August 18, 2022

Murdoch Facing Parliament’s Ire in Hacking Case

But though he joined in the chorus of outrage, Prime Minister David Cameron, whose Conservative Party benefits from Mr. Murdoch’s support, stopped short of calling for an immediate investigation into behavior by the Murdoch-owned News of the World and other tabloids. Such an inquiry would have to wait, he said, until the police had concluded their own criminal investigation.

From all sides of the House of Commons the disgust came thick and fast, as the legislators recited the most recent allegations against The News of the World: that its executives had paid police officers, lied to Parliament and hired investigators to intercept voice mail messages left on the cellphones of murdered children and terrorism victims. Legislators also attacked the news media in general for employing many of the same tactics.

The scandal posed new hurdles for Mr. Murdoch’s proposed $12 billion takeover of the pay-television company British Sky Broadcasting, as many legislators criticized the deal, and Britain’s media regulatory agency, Ofcom, said it was “closely monitoring the situation.”

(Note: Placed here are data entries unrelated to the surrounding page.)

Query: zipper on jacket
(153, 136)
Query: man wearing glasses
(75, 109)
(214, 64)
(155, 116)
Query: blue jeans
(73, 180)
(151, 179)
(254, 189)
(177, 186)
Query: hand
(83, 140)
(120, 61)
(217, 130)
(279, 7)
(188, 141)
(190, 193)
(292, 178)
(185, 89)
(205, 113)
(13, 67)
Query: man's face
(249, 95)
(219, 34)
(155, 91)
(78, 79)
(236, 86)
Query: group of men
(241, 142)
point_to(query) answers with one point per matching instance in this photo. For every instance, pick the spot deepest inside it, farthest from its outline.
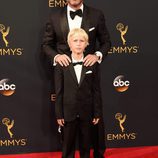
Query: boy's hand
(61, 122)
(90, 60)
(63, 60)
(95, 121)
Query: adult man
(55, 45)
(61, 21)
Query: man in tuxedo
(78, 15)
(78, 97)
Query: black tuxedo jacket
(73, 98)
(57, 28)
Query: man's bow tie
(77, 12)
(77, 63)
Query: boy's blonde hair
(79, 31)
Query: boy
(78, 97)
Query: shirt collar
(71, 9)
(74, 61)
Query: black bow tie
(77, 63)
(77, 12)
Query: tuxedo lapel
(72, 71)
(85, 20)
(64, 23)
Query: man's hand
(61, 122)
(63, 60)
(90, 59)
(95, 121)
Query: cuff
(100, 55)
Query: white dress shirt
(77, 68)
(77, 21)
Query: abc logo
(5, 88)
(120, 84)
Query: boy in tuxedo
(78, 97)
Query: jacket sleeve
(97, 99)
(59, 90)
(103, 35)
(49, 39)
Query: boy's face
(77, 44)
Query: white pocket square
(91, 29)
(88, 72)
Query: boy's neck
(77, 56)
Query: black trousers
(71, 129)
(98, 138)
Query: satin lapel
(82, 74)
(64, 23)
(86, 19)
(72, 71)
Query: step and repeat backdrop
(129, 76)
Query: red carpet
(135, 152)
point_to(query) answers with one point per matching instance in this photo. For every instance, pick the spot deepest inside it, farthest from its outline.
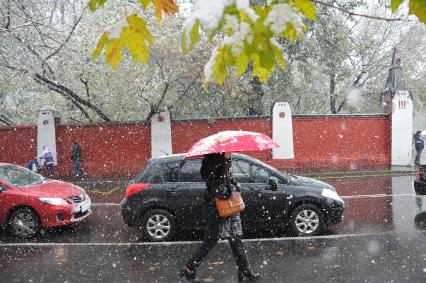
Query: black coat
(215, 170)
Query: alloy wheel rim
(307, 221)
(158, 226)
(24, 224)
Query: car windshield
(269, 167)
(18, 176)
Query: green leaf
(242, 63)
(395, 4)
(418, 8)
(306, 7)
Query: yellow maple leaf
(167, 6)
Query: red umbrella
(231, 141)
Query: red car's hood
(53, 188)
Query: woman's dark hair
(214, 163)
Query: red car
(29, 201)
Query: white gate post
(46, 131)
(402, 128)
(161, 134)
(282, 131)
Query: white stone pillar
(46, 131)
(402, 128)
(282, 131)
(161, 134)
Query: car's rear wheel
(158, 225)
(24, 223)
(307, 220)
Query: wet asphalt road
(382, 239)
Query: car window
(245, 172)
(171, 171)
(151, 176)
(20, 176)
(190, 171)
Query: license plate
(85, 207)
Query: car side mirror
(273, 182)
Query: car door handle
(172, 191)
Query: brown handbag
(230, 206)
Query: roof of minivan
(181, 156)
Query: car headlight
(54, 201)
(331, 194)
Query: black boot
(242, 275)
(190, 275)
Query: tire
(24, 223)
(307, 220)
(158, 225)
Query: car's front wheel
(307, 220)
(158, 225)
(24, 223)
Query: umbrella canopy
(231, 141)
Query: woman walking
(216, 171)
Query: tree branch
(350, 13)
(59, 88)
(68, 37)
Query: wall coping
(207, 119)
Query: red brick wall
(319, 141)
(18, 144)
(109, 149)
(112, 149)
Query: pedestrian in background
(76, 157)
(419, 145)
(47, 158)
(216, 171)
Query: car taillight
(134, 188)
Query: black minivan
(167, 196)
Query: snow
(354, 97)
(114, 32)
(208, 68)
(280, 16)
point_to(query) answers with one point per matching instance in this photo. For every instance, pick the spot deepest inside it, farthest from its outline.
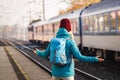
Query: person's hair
(65, 23)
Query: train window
(106, 19)
(85, 24)
(113, 21)
(95, 25)
(91, 23)
(56, 26)
(119, 20)
(101, 23)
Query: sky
(24, 11)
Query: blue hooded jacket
(71, 48)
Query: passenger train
(96, 29)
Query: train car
(101, 29)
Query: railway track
(45, 64)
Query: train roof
(102, 7)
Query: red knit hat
(65, 23)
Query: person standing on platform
(66, 72)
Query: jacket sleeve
(76, 53)
(44, 53)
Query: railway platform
(15, 66)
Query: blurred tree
(77, 4)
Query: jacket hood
(62, 33)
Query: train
(96, 29)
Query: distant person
(66, 72)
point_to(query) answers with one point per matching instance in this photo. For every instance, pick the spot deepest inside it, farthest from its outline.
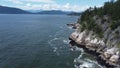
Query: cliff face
(99, 31)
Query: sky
(64, 5)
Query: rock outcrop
(111, 55)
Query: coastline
(108, 57)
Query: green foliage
(111, 9)
(114, 25)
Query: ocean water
(39, 41)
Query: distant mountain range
(11, 10)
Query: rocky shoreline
(109, 57)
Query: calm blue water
(39, 41)
(35, 41)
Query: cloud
(15, 1)
(42, 1)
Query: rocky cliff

“We have let one man have far too great a sway over our national life,” said Chris Bryant, a Labour member of Parliament. In addition to The News of the World, Mr. Murdoch’s media holdings include The Times of London; The Sun; and a large stake in BSkyB, as it is called, as well as several other international newspapers and television networks.

Meanwhile, John Whittingdale, the Conservative chairman of the House of Commons culture and media committee, rehearsed in tones of high indignation how executives from The News of the World and its parent company, News International, had thwarted legislators’ efforts to get to the bottom of the phone hacking affair by stonewalling, refusing to testify and even lying outright during parliamentary hearings.

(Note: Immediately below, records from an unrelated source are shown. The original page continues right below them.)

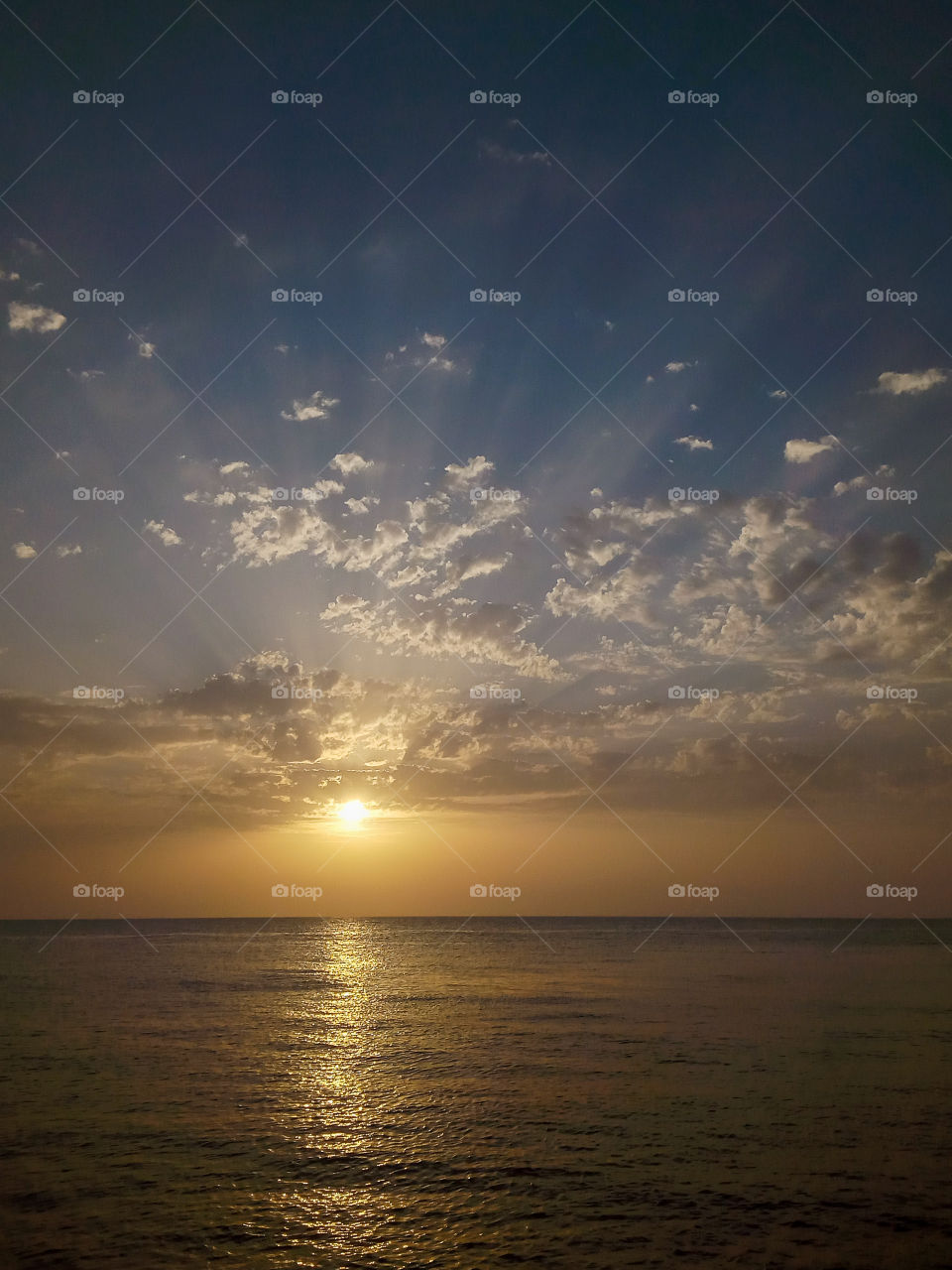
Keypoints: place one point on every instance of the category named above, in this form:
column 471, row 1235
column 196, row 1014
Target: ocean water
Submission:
column 404, row 1093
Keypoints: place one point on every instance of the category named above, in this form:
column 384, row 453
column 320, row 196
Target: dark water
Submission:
column 389, row 1093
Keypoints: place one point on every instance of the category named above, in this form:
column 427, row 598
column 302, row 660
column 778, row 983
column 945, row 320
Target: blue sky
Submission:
column 581, row 494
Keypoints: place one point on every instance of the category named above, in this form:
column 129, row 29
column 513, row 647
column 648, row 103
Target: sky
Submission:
column 475, row 462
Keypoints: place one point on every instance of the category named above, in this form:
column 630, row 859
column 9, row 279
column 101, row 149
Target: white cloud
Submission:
column 862, row 480
column 897, row 382
column 471, row 472
column 350, row 462
column 33, row 318
column 801, row 451
column 164, row 532
column 361, row 506
column 316, row 407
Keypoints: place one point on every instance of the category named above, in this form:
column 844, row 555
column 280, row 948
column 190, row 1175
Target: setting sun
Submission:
column 352, row 812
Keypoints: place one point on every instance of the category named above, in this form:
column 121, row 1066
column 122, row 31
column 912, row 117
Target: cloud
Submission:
column 468, row 474
column 33, row 318
column 361, row 506
column 433, row 358
column 801, row 451
column 503, row 154
column 166, row 534
column 316, row 407
column 862, row 480
column 350, row 462
column 911, row 382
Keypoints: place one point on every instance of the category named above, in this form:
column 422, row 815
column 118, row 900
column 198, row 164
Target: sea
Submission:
column 488, row 1092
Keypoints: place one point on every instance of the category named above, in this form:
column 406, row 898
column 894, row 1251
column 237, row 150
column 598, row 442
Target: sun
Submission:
column 353, row 812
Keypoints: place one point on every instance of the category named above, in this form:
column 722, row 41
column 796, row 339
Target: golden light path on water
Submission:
column 334, row 1112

Zac Goldsmith, another Conservative legislator, said that Mr. Murdoch was guilty of “systemic abuse of almost unprecedented power” and had run roughshod over Parliament.

“There is nothing noble in what these newspapers have been doing,” he said. “Rupert Murdoch is clearly a very, very talented businessman — he’s possibly even a genius — but his organization has grown too powerful and has abused that power. It has systematically corrupted the police and in my view has gelded this Parliament, to our shame.”

A number of legislators, including Nicholas Soames, a Conservative, said Wednesday that in light of the recent developments, the government should intervene to delay or even stop Mr. Murdoch’s plan to acquire all the shares of BSkyB.

“I urge the government to look at whether we should pause things given what has come to light,” said Anna Soubry, a Conservative member of Parliament.

Before this week, the deal had passed virtually every government hurdle. But Ofcom, the media regulator, said in a statement that it was watching developments in the case, “and in particular the investigations by the relevant authorities into the alleged unlawful activities.”

Many legislators also focused their outrage on Rebekah Brooks, a former News of the World editor who is now News International’s chief executive and a protégé of Mr. Murdoch. She is a close friend of Mr. Cameron’s — the two have country houses near each other and have often socialized — and has been a strong champion of his premiership.

Ed Miliband, the Labour leader, said flatly that Ms. Brooks should resign.

But Ms. Brooks said she would stay put, and on Wednesday her boss, Mr. Murdoch, took the unusual step of issuing a statement on the matter.

Calling the recent allegations involving phone hacking and paying off the police “deplorable and unacceptable,” Mr. Murdoch pledged that the company would “fully and proactively cooperate with the police in all investigations.” He added: “That is exactly what News International has been doing and will continue to do under Rebekah Brooks’s leadership.”

Alan Cowell and Eric Pfanner contributed reporting from Paris.

This article has been revised to reflect the following correction:

Correction: July 6, 2011

A caption with an earlier version of this article misstated the day the photo was taken as Thursday.

This article has been revised to reflect the following correction:

Correction: July 6, 2011

An earlier version of this article omitted the given name and title of Ed Miliband, the Labour Party leader.